One of the founders of the Corners for Kids Motorcycle Rally, Brian Thomas, was recently quoted as saying of motorcycling: “It’s a Zen thing … leaning into a corner, the challenge of getting things right, weight transfer, gears, cornering, all at once.”

For non-motorcyclists his words will likely not resonate in much the same way as hitting a little white ball around acres of manicured grass makes no sense to me — to each their own.
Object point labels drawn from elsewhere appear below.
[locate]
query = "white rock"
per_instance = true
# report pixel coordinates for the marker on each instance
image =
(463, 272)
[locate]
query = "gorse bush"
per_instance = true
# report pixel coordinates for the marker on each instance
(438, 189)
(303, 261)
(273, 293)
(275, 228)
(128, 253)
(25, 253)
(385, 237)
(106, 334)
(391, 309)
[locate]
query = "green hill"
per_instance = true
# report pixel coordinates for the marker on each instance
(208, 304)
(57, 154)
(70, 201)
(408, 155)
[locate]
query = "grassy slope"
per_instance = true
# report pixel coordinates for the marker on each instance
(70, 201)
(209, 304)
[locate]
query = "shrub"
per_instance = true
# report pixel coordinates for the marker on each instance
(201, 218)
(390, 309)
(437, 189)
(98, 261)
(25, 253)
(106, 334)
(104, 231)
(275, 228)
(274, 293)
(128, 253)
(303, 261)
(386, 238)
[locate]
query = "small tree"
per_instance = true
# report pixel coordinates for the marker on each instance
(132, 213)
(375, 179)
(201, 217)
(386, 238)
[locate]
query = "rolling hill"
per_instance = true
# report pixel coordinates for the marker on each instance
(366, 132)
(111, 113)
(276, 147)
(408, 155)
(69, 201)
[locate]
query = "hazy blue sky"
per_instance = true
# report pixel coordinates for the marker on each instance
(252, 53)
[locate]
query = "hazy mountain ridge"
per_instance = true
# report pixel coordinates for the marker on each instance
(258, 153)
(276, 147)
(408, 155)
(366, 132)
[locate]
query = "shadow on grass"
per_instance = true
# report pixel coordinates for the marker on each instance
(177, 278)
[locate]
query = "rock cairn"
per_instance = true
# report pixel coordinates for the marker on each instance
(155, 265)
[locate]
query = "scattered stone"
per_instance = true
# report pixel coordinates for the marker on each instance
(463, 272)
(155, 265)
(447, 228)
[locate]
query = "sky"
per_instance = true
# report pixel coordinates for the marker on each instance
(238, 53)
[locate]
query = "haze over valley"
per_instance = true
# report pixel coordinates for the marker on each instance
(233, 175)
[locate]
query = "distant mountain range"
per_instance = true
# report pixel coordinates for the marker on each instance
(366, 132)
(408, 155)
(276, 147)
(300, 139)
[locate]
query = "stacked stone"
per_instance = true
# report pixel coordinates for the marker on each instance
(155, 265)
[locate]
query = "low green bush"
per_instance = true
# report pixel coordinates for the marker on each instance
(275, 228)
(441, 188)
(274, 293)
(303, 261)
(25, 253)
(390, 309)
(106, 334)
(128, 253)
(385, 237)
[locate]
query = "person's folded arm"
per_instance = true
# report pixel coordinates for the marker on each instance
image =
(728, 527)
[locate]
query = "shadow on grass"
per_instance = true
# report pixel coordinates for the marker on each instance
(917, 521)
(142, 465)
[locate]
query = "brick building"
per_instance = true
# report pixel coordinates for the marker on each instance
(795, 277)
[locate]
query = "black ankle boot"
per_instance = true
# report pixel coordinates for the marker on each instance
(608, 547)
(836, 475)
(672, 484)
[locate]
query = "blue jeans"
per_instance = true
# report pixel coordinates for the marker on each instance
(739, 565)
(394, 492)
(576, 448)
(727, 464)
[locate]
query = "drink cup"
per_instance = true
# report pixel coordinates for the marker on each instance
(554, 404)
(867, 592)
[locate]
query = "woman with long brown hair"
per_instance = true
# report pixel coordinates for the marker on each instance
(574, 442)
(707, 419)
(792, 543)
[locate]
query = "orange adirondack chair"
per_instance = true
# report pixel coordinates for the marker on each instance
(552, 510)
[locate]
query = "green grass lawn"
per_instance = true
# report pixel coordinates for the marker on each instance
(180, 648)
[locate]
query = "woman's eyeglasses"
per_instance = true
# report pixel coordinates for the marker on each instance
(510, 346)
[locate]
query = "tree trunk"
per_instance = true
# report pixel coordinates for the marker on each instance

The point about motorcycling is that it has nothing to do with the destination.

After our first day’s ride, by a warm pub open-fire on a very chilly sub-zero New England evening, Andrew, Rob and I momentarily reflected on how we could have more of lots of things if we were prepared to disturb the balance in our lives by chasing bigger financial goals.

While we could theoretically have more of everything, we would be bereft of the time to enjoy any of it.

We quickly concluded that in 20 or so years we’ll be much less agile on the wonderful mountain roads on our bikes, so we should enjoy the moments now and commit to have many more such days in the mountains.

In 1997, Ken’s bike became my first road bike as, in an ironic yet tragic twist of fate for him, his stroke led to an opportunity for me to re-indulge in a teenage passion for motorcycling. Ken’s stroke became a ‘marker’ in my life to stop and pause to enjoy the journey; after all, the ultimate destination comes soon enough for us all.

How long is it since you experienced the ‘wind in your face’? Are you taking the time to enjoy the ‘corners’ in your life or are you just straight-lining it to the end goal destination?

Ray Griffin CFP is the managing director and a representative of Griffin Financial Services.